The determination of the secular variations of the orbital elements of objects in N-body systems is based on the literal development of the perturbing function. The development makes use of the Laplace coefficients and their derivatives. In this paper a new method is shortly described for the analytical computation of the derivatives of the Laplace coefficients. It is an explicit formula in the sense that it only contains the Laplace coefficients and the parameter \alpha on which the Laplace coefficients depend. The advantage of this method is that it directlly gives the desired numerical results. Easy coding is a further benefit of the method and it provides more accurate numerical results. The paper describes in detail the application of the method through an example and gives a detailed comparison with former methods.

 I. Nagy: Numerical investigation of the orbit of Interball-1

We investigated the orbit of the artificial satellite Interball-1 by using Zare's method. The satellite was perturbated the strongest by the Moon and it fell down as a result of this perturbation. The measured and computed orbital elements differ from each other within the measured error bound. We could predict the end of the lifetime of the satellite with large precision.

 A. Pál and Á. Süli: Distribution of Asteroids in the Solar System: The Trojans

Although there is no difference between the stability properties between the Lagrangian points L_4 and L_5 both in the circular and elliptical restricted three-body problem, the number of the observed Trojan asteroids around the two Lagrangian points of Jupiter is not the same. We summarize our first numerical results concerning the difference of the phase space structure around the two Lagrangian points, taking into account the effect of Saturn as a perturber. These results show us that the size of the stable region around the leading point is even larger also for highly inclined and eccentric orbits.

 T. Kovács: On the stability of exoplanets in binary systems

In this paper we examine the dynamical stability of exoplanets around binary stars depending on the inclination. To explore the structure of the phase space we have applied the method of the relative Lyapunov indicators. We have used the models of the elliptic restricted three- and four-body problem to study the stability of exoplanets in fictitious and real binary systems.

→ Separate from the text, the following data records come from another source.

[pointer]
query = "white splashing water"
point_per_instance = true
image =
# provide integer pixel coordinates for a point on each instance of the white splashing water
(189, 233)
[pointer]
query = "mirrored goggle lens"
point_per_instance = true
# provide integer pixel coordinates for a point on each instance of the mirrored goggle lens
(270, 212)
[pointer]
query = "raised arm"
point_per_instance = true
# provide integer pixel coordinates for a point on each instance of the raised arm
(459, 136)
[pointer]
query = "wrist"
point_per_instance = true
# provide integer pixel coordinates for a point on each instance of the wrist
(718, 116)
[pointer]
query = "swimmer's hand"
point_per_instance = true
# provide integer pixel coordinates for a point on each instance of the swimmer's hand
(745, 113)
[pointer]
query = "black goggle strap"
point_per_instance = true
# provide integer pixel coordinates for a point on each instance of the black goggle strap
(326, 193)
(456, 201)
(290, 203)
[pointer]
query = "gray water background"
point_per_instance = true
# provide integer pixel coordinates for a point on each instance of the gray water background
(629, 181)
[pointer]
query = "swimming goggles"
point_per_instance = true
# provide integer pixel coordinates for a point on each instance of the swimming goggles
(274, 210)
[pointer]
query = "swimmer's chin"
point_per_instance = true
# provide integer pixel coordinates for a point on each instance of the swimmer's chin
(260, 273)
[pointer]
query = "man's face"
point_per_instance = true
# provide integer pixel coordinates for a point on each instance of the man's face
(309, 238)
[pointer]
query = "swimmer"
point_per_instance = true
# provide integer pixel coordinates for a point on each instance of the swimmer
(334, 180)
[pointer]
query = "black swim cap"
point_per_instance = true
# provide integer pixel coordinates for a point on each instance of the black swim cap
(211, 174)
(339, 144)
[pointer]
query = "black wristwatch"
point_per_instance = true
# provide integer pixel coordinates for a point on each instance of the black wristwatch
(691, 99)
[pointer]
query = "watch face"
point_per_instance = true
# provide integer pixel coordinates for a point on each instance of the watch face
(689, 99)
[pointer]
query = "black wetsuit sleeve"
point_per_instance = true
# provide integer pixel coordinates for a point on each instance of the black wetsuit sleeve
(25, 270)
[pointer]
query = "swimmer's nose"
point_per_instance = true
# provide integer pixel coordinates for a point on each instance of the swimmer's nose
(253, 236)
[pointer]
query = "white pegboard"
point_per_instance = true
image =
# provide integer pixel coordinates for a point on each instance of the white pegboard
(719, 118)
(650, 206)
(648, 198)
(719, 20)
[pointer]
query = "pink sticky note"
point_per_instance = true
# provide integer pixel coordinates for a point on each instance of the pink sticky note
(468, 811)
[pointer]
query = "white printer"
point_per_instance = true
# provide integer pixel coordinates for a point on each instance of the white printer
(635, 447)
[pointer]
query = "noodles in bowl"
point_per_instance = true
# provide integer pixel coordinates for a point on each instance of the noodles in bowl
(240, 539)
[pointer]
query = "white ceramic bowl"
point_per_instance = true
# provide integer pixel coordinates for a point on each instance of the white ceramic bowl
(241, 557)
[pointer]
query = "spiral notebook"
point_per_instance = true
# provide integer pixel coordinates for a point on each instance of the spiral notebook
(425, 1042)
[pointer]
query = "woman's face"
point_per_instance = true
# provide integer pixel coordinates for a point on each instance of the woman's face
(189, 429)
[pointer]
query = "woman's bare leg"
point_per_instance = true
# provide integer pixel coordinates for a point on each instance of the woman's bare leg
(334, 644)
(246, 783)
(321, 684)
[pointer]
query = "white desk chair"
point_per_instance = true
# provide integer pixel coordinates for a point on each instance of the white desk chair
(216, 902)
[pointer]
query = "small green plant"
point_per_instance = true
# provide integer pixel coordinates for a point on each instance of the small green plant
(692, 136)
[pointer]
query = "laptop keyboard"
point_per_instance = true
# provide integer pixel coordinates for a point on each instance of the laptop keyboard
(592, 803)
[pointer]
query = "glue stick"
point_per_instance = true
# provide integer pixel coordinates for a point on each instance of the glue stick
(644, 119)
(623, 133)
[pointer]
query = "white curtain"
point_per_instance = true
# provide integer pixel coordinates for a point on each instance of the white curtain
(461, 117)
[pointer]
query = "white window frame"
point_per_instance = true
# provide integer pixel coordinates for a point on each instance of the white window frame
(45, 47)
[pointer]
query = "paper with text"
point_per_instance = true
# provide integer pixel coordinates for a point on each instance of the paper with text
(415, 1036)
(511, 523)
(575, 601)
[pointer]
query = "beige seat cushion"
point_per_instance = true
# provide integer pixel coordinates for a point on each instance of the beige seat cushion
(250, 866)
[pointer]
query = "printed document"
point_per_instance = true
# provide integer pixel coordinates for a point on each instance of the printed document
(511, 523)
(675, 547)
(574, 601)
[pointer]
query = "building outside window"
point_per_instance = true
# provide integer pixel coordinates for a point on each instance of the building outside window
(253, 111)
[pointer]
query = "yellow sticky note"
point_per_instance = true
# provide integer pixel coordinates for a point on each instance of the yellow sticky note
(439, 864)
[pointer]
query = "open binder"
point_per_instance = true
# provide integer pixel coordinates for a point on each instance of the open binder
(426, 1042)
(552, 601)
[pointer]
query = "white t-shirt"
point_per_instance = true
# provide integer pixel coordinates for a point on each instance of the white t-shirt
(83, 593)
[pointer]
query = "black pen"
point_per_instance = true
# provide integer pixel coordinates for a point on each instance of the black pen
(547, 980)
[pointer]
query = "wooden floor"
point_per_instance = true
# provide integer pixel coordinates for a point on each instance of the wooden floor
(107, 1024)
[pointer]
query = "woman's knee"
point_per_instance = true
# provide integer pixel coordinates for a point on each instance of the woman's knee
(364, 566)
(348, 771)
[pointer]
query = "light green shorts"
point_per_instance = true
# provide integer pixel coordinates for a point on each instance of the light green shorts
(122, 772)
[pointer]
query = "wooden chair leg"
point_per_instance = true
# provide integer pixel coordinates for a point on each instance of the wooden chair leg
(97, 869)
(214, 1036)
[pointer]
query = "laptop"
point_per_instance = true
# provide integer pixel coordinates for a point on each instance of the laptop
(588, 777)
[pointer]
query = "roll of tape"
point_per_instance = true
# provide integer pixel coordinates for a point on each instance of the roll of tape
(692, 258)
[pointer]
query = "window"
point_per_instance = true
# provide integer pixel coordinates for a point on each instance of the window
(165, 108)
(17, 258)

 P. Klagyivik and Sz. Csizmadia: Contact binary stars as standard candles

Rucinski (1996) suggested to use contact binary stars as standard candles. We investigated the properties of contact binary stars in order to search for possibility of their using as standard candles. For this purpose a catalogue of their light curve solution was compiled and on the basis of the catalogue data we calculated the rate of energy transfer between the two components. This allowed us to determine the mass-luminosity relation of the primary as well as secondary components in a contact binary and using Kepler's third law and the strict geometry a very reliable distance determination method was developed.